Niveau musical, nous voilà encore face à une innovation: la présence de trois compositeurs ! Le Maître Uematsu s'est en effet entouré de deux de ses comparses de chez Square: Junya Nakano, dont j'ignorais l'existence, mais dont l'oeuvre la plus connue paraît être Threads of Fate; et puis Masashi Hamauzu, à l'origine des musiques de SaGa Frontier 2 ou encore Unlimited SaGa, plus récemment. Toujours est-il que cette alliance est de bonne augure, avec de nombreux thèmes excellents. Comme d'habitude, on retrouvent les thèmes d'ambiance, de combats (Uematsu, sauf pour les Boss, où il s'agit de Hamauzu), et puis la désormais traditionnelle "chanson". Après Eyes on Me, ou encore Melodies of Life, voilà Suteki Da Ne ("N'est-ce pas merveilleux", pour les férus de japonais), interpreté par Rikki. Une très belle chanson, qui reste d'ailleurs en japonais quelque soit la version, ce qui n'est pas plus mal. En bref, FFX dispose de très belles musiques, parfaitement adaptées au jeu, et l'on ne peut que féliciter les compositeurs pour leur alliance réussie.

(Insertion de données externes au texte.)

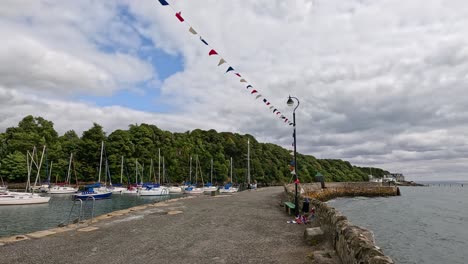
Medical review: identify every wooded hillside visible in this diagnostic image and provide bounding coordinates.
[0,116,388,184]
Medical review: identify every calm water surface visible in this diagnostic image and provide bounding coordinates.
[328,186,468,264]
[0,194,180,237]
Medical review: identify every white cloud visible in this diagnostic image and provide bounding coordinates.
[0,0,468,182]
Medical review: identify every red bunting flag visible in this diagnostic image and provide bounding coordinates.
[208,50,218,56]
[176,12,184,22]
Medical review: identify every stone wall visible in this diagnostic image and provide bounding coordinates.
[285,183,399,264]
[285,182,400,201]
[311,199,393,264]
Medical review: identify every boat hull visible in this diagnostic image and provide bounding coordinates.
[48,186,78,194]
[73,192,112,200]
[219,187,238,194]
[0,194,50,205]
[138,187,169,196]
[184,188,204,195]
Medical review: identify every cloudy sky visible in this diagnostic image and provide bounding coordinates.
[0,0,468,180]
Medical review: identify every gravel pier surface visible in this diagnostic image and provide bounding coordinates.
[0,187,333,264]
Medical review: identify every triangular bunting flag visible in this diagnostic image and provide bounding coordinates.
[159,0,169,5]
[208,50,218,56]
[218,58,226,66]
[200,37,208,45]
[189,27,197,35]
[176,12,184,22]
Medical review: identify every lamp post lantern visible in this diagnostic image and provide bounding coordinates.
[286,96,299,216]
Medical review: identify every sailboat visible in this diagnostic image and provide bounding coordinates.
[203,159,218,193]
[0,146,50,205]
[109,156,127,194]
[247,139,257,190]
[219,157,239,194]
[47,153,78,194]
[163,154,182,193]
[138,151,169,196]
[73,141,112,199]
[184,156,204,195]
[122,159,141,195]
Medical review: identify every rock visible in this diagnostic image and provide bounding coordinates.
[304,227,324,243]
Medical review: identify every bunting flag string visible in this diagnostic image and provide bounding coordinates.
[176,12,184,22]
[158,0,293,125]
[208,50,218,56]
[218,58,226,66]
[189,27,197,35]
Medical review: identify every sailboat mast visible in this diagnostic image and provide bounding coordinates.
[98,141,104,183]
[34,145,45,192]
[135,159,138,185]
[120,156,123,184]
[189,156,192,183]
[65,153,73,183]
[158,148,161,184]
[160,156,166,184]
[149,159,153,182]
[247,139,250,184]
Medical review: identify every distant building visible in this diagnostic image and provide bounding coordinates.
[369,175,382,182]
[390,173,405,182]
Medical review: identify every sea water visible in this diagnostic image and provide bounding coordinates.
[0,194,180,237]
[328,183,468,264]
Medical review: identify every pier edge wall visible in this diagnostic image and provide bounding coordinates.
[285,182,399,264]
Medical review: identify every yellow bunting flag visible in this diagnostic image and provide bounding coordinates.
[218,58,226,66]
[189,27,197,35]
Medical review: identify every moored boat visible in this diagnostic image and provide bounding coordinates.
[0,191,50,205]
[73,183,112,199]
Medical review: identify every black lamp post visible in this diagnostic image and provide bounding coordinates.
[287,96,299,216]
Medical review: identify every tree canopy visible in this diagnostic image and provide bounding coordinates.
[0,116,388,185]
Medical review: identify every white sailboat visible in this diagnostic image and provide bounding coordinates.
[184,157,204,195]
[138,150,169,196]
[0,146,50,205]
[203,159,218,193]
[219,157,239,194]
[122,159,139,195]
[247,139,257,190]
[47,153,78,194]
[73,141,112,199]
[163,153,182,194]
[109,156,127,194]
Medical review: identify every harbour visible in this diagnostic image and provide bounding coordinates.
[327,185,468,264]
[0,194,182,237]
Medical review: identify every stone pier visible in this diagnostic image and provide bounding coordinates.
[285,182,400,264]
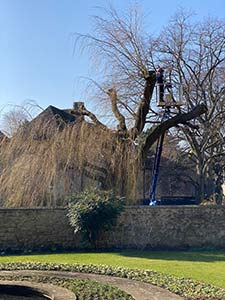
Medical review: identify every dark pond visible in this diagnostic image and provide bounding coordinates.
[0,285,49,300]
[0,294,47,300]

Mais ce n'est pas fini du côté de la bande son, puisque pour la première fois de la série, les personnages disposent de voix digitalisées ! En effet, quasiment toutes les cut-scènes et cinématiques sont doublés, et de fort belle manière, par ailleurs, le travail des doubleurs étant très bon. De plus, les combats sont également agrémentés par les exclamations diverses des personnages. La classe. A noter que dans la version dont dispose la France, tout les doublages sont heureusement en anglais, mais intégralement sous-titrés en français. Finalement, c'est un essai réussi par Square, et comme en témoigne FFX-2, on peut esperer disposer désormais de doublages dans toutes les prochaines sorties.




Finalement, ce FFX est-il si bien que ça ? Celà dépend de vous. Certains l'adule, d'autre n'aiment pas. Les défauts ne sont pourtant pas légions. Outre la linéarité dont j'ai déjà dit deux mots un peu plus haut, ou encore le design des personnages qui peut être jugé un peu trop extravagant, on ne peut pas vraiment dire qu'il y ait à se plaindre de cet opus. A la liste de ces quelques défauts viendra éventuellement s'immiscer le 50Hrz. Encore une fois, l'Europe reste à la masse, et profite des bandes noires qui applatissent l'écran. Cependant, si vous n'avez pas la joie de connaître les autres versions, les bandes noires seront vite un oubli, tout comme la vitesse de jeu soi-disant ralentie. Donc nous voilà encore devant une petite bombe signée Square. Avec des innovations à la pelle, notamment le Sphérier et le système des combats, ce dixième opus est à essayer, puis à adopter, d'autant plus que si vous voulez profiter de FFX-2, avoir fait l'épisode précedent reste un impératif.